Lorenzen: I think they will. I think in part when the federal government is not acting, businesses tend to move forward both because it’s good for their public relations and because many U.S. businesses operate multinationally these days. They have to answer not only to their U.S. customers but to foreign customers, who are all committed to the Paris Accord and to moving ahead with climate change regulation. From the utility perspective, the energy sector, where I have a great number of clients, they are cutting their greenhouse gas emissions because the market is driving them there. Gas is cheap compared to coal. Renewables are becoming cheaper and easier to implement and deploy.
NLJ: Certainly a lot of these challenges are going to get to the U.S. Supreme Court. Where do you see the court today, and how do you see the newest justice, Neil Gorsuch, playing a role?
Lorenzen: I worked with Neil Gorsuch when he was at the Department of Justice. I think he’s going to be a very powerful Supreme Court justice by force of his reasoning and his writing. He is no fan of Chevron deference. That could be a double-edged sword for this administration. Generally, when you have the regulatory pen, you want as much deference as possible if you are trying to undo prior rules or reinterpret law. So it’s not clear where Gorsuch might take the court on that, and might take the administration.

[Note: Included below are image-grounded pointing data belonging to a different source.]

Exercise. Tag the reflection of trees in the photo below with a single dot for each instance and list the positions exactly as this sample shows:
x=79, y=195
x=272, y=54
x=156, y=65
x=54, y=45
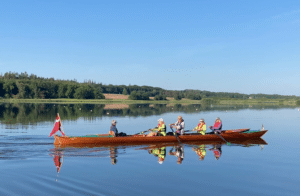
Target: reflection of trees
x=29, y=113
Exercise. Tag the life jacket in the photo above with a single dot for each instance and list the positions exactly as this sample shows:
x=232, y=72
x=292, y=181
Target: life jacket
x=217, y=124
x=217, y=153
x=201, y=151
x=162, y=128
x=160, y=152
x=201, y=128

McCabe: I think that in the interest of the planet, I hope that Massachusetts v. EPA is not revisited, and I hope that EPA does not revisit the Endangerment Finding. I think that they’re just setting themselves up for many years of litigation, and losing in the end if they do that. But yes, the court system, as we’ve seen in the D.C. Circuit recent decision, is really important, to make sure that whatever administration is in power is following the law. I agree with Tom that the question of Chevron deference has been much on people’s mind, but people do need to remember that what’s sauce for the goose is sauce for the gander, on all of these decisions, so people need to be thoughtful.
Janet McCabe, 58
Position: Senior Law Fellow, Environmental Law and Policy Center
Specialty: Environmental law and policy, especially air pollution
Past Career Experience: EPA 2009-2017, including as Acting Assistant Administrator of the Office of Air and Radiation; Improving Kids’ Environments 2005-2009; Indiana Department of Environmental Management 1993-2005; Massachusetts Executive Office of Environmental Affairs 1989-1993; Massachusetts Attorney General’s Office 1984-1989
Law School: Harvard Law School
College: Harvard College
Favorite book, movie, or TV show about environmental issues: Numerous books by Gene Stratton Porter about the natural environment in northern Indiana and California.
Tom Lorenzen, 56
Position: Partner, Crowell & Moring
Specialty: Environmental and administrative law
Past Career Experience: 32 years in practice, 16 of those in the U.S. Department of Justice’s Environment & Natural Resources Division, supervising the federal government’s defense of all EPA rules from 2004 to 2013.
Law School: Harvard Law School
Favorite book, movie, tv show about environmental issues: “An Inconvenient Truth,” the documentary by former Vice President Al Gore, 2006; “A Civil Action,” a book by Jonathan Harr, 1996.